The monitoring detail page offers two views:

  • real-time detail view
  • historical chart

We can use the top tab button to switch between the views. The former shows the latest value the task has pulled from the target system. On the other hand, the historical view provides a chart to show the past metrics data.

The metrics are organized into various groups depending on the monitors. For instance, the PostgreSQL monitor has a pane showing all the metrics relevant to cache hits and another box showing the buffer information.

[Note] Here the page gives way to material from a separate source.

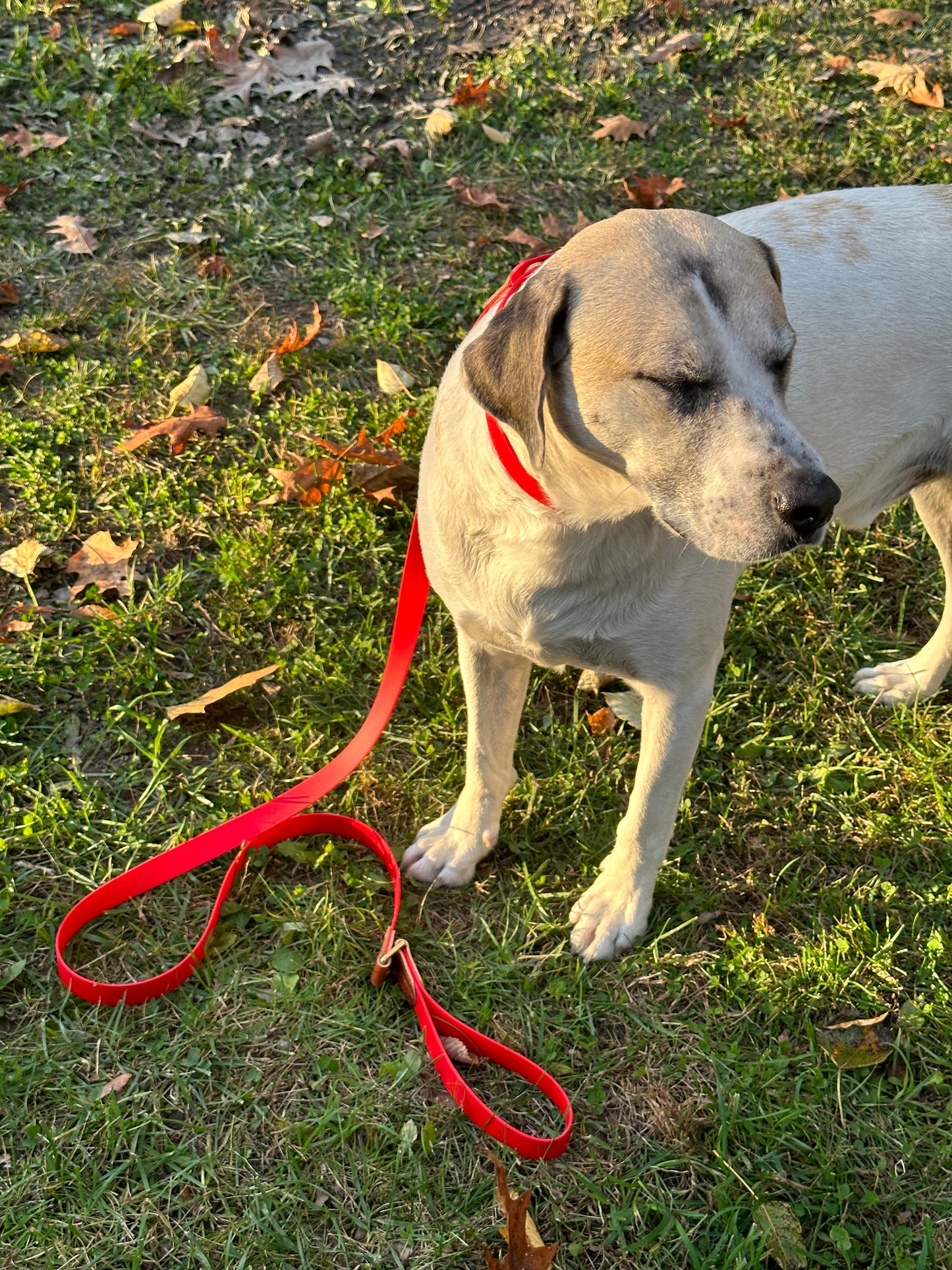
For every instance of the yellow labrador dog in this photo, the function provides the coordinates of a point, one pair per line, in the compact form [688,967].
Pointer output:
[648,379]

4.3. Creating a PostgreSQL Threshold

With an active monitor, we create a threshold to fire alarms when the metrics collected are abnormal. For this demonstration, we create a threshold that fires an alarm if the PostgreSQL instance is unavailable or unreachable.

First, we navigate to the Threshold page through the left navigation bar. Then, we press the New button and select real-time monitor.

Apache HertzBeat threshold creation form. The form asks for the underlying monitor metrics we want the threshold to evaluate against, as well as the alarm conditions.

We set the metric type to PostgreSQL DB / Monitor Availability. This metric type has a threshold rule: to trigger an alarm when the availability is Down or Unreachable. Many other metrics offer more powerful rules that require more planning when configuring.

Additionally, we can configure the severity of the alarm and the number of threshold breaches before an alarm is triggered. For this threshold, we trigger an alarm when the last three availability data points collected are abnormal.

4.4. Triggering Alarm

To trigger the alarm, we bring down the PostgreSQL instance. This results in the availability metric collected by the monitor showing unavailable, thereby violating the threshold.

After the required time has elapsed, the alarm is correctly shown in the Alarm Center due to the threshold violation:

Apache HertzBeat alarm page. The page shows the detail of alarm, including the threshold that triggers it and the metric data that violated the condition.
This way, we ensure the setup works as intended.

5. Conclusion

In this tutorial, we’ve learned that Apache HertzBeat is an open-source real-time monitoring platform. Additionally, we’ve briefly explained how Apache HertzBeat is an all-in-one solution, different from alternatives like modular monitoring solutions.

Then, we’ve walked through the basic components of Apache HertzBeat, including monitor, threshold, and alarm. Subsequently, we’ve demonstrated the usage of Apache HertzBeat by creating a monitor on a PostgreSQL instance. Later, we defined a threshold on that monitor to trigger an alarm if the instance becomes unavailable. Finally, we observed the firing of the alarm when we brought down the PostgreSQL instance, validating that the threshold is working as expected.